宇都宮勢ははじめこの攻撃をいつもの小規模攻撃だとたかをくくっていた。しかし時間が経つにつれそれが誤りだと分かってきた。彼らはその代償を自らの血で支払うこととなった。
「報告!多功隊、突破されました!」
「満川隊、支えきれません!」
「大門隊、退却致すとのことです!」
「薬師寺隊……」
宇都宮尚綱の元には、次々とその被害が伝わって来ていた。そしてその被害状況を鑑み、これ以上の戦は不可能だと悟った。
「……撤退する。皆に伝えてこい。半刻のちに出立する。それまでは各自持ち堪えよ!」
尚綱の命令にもかかわらず、その後の戦況は思わしくなかった。各所で那須勢に突き崩され突破を許していた。
(これは……半刻ももたないかもしれぬ。しかし、万が一にも大将が単独で離脱するとなっては命あっても戦後背く輩が出てくるだろう。そうなるとわが宇都宮の勢力は更に弱体化していく……。さて、どうするべきか。)
尚綱がそう思案していると、俄に周囲が騒がしくなってきた。そしてそのざわめき、切り合う音や馬のヒヅメの音は、こちらへと迫ってくる。
(……!まさか、那須修理大夫がここまで迫って来たのか!?)
その予感は的中した。前方から陣幕を薙ぎ倒し、騎馬に乗った武者が6、7騎で尚綱のいる本陣に突入してきたのはそれからすぐのことだった。
「死ねぇ!宇都宮野州!!!」
そのうちの一人、最も華美な鎧を着けた武者が尚綱に手にした太刀を振り下ろす。周りで控えていた馬廻達が尚綱を守るため駆け出したが、辿り着くまでには時間が少なすぎた。尚綱はその太刀を自らの刀で受け止める事ができなかった。
「ぐゎ!」
辺りに、血吹雪が舞った。
「御屋形様!」
「ぐぅ……おのれぇ、修理大夫めぇ!喰らえぇ!」
尚綱は振り下ろされた刃によって切り裂かれた右目を押さえながら、右手に持った刀で高資の身体を渾身の力で斬りつけた。
「ぬおお!」
斬りつけた刀は高資の身体こそ切り裂くことの出来なかったものの、右手を深く斬りつけ遂にはその腕を持ち主の元から完全に斬り落とした。
「くっ……まだまだっ!」
「諦めください、御屋形様!これ以上深入りすると袋のネズミです!ここはお引きになってください!」
高資が慣れない左腕でまだも尚綱を斬りつけようとする所に家臣が割って入って静止する。事実、少しづつではあるが本陣の馬廻達が集まり、高資の首を狙おうとしていた。

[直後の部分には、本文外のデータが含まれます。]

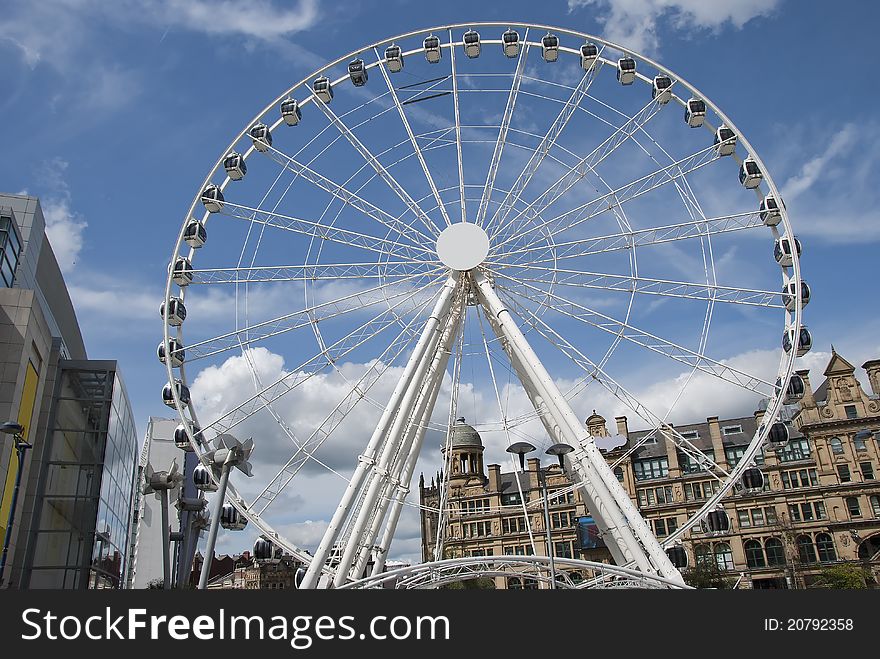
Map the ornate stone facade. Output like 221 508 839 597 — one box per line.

「……仕方あるまい。宇都宮野州!次はその首、無いと思え!」
高資はそう捨て台詞を吐くと、家臣らに周りを守られながら未だ混乱収まらない宇都宮勢の中を退却して行った。彼らの姿は直に混乱する宇都宮勢のなかに見えなくなった。
「御屋形様!ご無事ですか!」
「誰か御屋形様の手当をしろ!」
ひと息つくと、周囲の馬廻達と救護要員が尚綱の元へ駆け寄ってきた。彼らが右目の傷の応急手当をしている間、尚綱は何かを考えながらじっと那須高資の去っていった方向を見ていた。

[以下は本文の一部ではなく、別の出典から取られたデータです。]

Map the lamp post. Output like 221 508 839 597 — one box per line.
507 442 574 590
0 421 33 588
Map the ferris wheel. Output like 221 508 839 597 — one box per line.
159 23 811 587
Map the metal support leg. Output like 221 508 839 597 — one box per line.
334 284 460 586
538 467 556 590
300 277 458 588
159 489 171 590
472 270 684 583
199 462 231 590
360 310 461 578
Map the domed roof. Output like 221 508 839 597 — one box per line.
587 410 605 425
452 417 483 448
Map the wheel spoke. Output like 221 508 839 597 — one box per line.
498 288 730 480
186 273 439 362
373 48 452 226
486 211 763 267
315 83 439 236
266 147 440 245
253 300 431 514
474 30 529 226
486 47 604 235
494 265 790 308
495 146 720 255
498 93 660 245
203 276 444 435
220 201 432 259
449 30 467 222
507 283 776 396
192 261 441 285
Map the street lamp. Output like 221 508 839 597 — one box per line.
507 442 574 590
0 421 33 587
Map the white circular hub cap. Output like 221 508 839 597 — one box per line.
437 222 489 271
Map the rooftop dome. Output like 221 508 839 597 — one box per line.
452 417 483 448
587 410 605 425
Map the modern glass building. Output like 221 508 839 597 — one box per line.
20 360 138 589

──親父が帰ってきた。自らの軍勢と共に。けれども彼らは皆ボロボロで、大将であるはずの親父も右目に包帯を巻いていた。
「ちちうえ、だいじょうぶですか!」
「うむ、大丈夫だ。伊勢寿丸。お前の言葉で命を救われたわ。そのお陰で儂は那須の悪党共を追っ払うことがてきたわい。」
そう言って親父はカラカラと笑う。しかし、軍勢のボロボロ具合から見ても、どう考えても大丈夫ではない。それに……
「ですがちちうえ、みぎめに……」
「おお、これか。右目はな、敵方の那須修理に斬られてしまっての、お返しに奴の右腕を貰ってやったわ。我が右目で奴の利き腕を奪ってやれたのなら、安いものよ。」
親父の話を聞くと、今回の戦は大将同士が切り合いをするほどの相当な激戦だったのが伺えた。それに、後々盗み聞きでどんな様子だったのか探ってみると両者とも指揮官クラスが何人も戦死し、重臣にも死者が出る位のものだったらしい。
この戦で、俺は自分の無力さを感じた。もし前世でこの戦について知っていればもっと被害を減らせたかもしれない。
俺がもっと戦術、戦略について知っていれば死んでしまった人の中で生き残っていた人もいたかもしれない。
だから俺は、その日から少しづつだが戦術、戦略について学ぶようになった。また、思い出せる限りの前世の知識を見つからないような形で纏めることを始めた。
全ては俺の為、そして将来ついてくるであろう家臣や領民達のためだ。